Two monoclonal antibodies have demonstrated antitumor activity in clinical trials of men with castrate-resistant prostate cancer.
Orlando, FL-Two monoclonal antibodies have demonstrated antitumor activity in clinical trials of men with castrate-resistant prostate cancer, separate teams of researchers reported at the American Society of Clinical Oncology annual meeting.
The rationale behind cixutumumab's development is the overexpression of IGF-1R in several tumor types and the antitumor activity it has demonstrated in xenograft models and human cell lines, Dr. Higano said.
As in previous trials, hyperglycemia was the most notable adverse event. Seven patients (23%) developed hyperglycemia; four (13%) had grade 3 or higher hyperglycemia, defined as the need for temporary or ongoing insulin therapy. In addition, glucose elevations above the upper limit of normal were observed in 71% of patients. No patient discontinued therapy due to hyperglycemia.
Median composite time to disease progression was 4.8 months. Nine patients were free of progression at 6 or more months. Of 28 patients evaluable for PSA response, one had a response defined as a decrease in PSA of at least 50% from baseline that was confirmed at least 3 weeks later. Three other patients had less than 50% decrease in PSA.
PSA decline: Not the whole story
Five of 15 patients with measurable lesions at baseline had a reduction in tumor size.
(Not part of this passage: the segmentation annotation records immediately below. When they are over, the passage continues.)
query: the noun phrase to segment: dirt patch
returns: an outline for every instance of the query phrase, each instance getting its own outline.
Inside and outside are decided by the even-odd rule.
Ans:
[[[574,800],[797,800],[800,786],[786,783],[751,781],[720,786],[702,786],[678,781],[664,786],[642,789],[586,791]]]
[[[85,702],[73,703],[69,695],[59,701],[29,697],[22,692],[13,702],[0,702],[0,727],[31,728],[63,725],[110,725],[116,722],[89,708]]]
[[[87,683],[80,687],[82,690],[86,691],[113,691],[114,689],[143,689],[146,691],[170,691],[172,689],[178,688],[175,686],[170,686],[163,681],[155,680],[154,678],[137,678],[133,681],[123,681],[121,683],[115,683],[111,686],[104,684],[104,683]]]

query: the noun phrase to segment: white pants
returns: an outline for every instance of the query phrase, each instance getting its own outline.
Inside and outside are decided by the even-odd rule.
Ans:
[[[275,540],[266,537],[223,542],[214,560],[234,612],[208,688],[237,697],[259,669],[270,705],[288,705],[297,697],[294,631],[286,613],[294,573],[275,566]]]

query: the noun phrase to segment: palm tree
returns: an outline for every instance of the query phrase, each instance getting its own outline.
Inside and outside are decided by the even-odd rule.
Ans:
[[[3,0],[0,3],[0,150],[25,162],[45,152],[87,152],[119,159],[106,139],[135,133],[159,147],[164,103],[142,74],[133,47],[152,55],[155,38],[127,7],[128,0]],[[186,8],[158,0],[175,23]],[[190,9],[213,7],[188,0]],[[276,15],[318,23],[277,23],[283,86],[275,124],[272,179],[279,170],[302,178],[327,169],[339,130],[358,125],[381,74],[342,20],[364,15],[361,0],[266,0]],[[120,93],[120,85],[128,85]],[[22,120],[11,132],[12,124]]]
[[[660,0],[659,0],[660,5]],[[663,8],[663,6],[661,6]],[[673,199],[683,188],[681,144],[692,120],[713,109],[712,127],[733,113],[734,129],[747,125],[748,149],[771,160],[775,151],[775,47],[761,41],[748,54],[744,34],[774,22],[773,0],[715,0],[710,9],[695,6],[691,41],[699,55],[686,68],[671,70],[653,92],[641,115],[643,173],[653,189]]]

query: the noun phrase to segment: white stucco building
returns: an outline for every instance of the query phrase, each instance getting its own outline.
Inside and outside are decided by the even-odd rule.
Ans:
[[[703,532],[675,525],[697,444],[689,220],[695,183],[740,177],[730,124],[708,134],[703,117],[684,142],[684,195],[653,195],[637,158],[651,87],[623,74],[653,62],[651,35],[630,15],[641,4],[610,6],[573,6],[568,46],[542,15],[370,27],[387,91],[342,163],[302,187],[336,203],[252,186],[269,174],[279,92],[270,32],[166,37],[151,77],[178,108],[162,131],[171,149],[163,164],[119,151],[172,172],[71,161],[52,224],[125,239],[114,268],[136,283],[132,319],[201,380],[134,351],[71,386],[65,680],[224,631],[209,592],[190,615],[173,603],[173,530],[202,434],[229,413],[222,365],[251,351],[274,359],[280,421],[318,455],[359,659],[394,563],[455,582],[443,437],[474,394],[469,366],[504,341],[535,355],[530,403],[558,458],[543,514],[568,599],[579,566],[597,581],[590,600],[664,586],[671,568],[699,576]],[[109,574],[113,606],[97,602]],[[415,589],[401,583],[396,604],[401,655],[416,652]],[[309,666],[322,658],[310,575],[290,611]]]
"The results of this study illustrate why we are moving away from using PSA decline as a primary endpoint in castrate-resistant prostate cancer," Dr. Higano explained.
"While most patients did not experience a decline in PSA, half of the evaluable patients had stable disease and over half of these lasted at least 6 months. Had PSA decline been the primary endpoint, this promising agent would have been abandoned for prostate cancer. The results of this study support moving forward with cixutumumab in combination with docetaxel in castrate-resistant prostate cancer."
Second agent shows clinical activity
Another monoclonal antibody, this one against interleukin-6, CNTO 328, when given with docetaxel (Taxotere), was associated with a PSA response of 59% in an open-label, phase I study of men with metastatic, castration-resistant prostate cancer, reported Gary Hudes, MD, director, genitourinary malignancies, medical oncology at Fox Chase Cancer Center, Philadelphia.
The dose-escalation study included 38 patients who received a median of six to nine cycles of one of three doses of CNTO 328 in combination with docetaxel.
One dose-limiting toxicity occurred in each of the three treatment cohorts (grade 4 neutropenic infection, grade 3 syncope and dehydration, and grade 3 gastrointestinal bleeding).
The largest dose of CNTO 328 (12 mg/kg every 3 weeks) was safe in combination with docetaxel, and none of the doses affected the pharmacokinetics of docetaxel.
Suppression of C-reactive protein was achieved in 97% of the men, regardless of the CNTO 328 dose. A PSA response was achieved in 64% of patients treated with the lowest dose of CNTO 328 (6 mg/kg every 2 weeks), 50% treated with 9 mg/kg every 3 weeks, and 64% treated with 12 mg/kg every 3 weeks (total: 59%).
In 17 patients with evaluable soft tissue lesions, tumor responses were observed in four men (two partial and two unconfirmed partials).
Dr. Higano is a scientific investigator for Medivation Inc.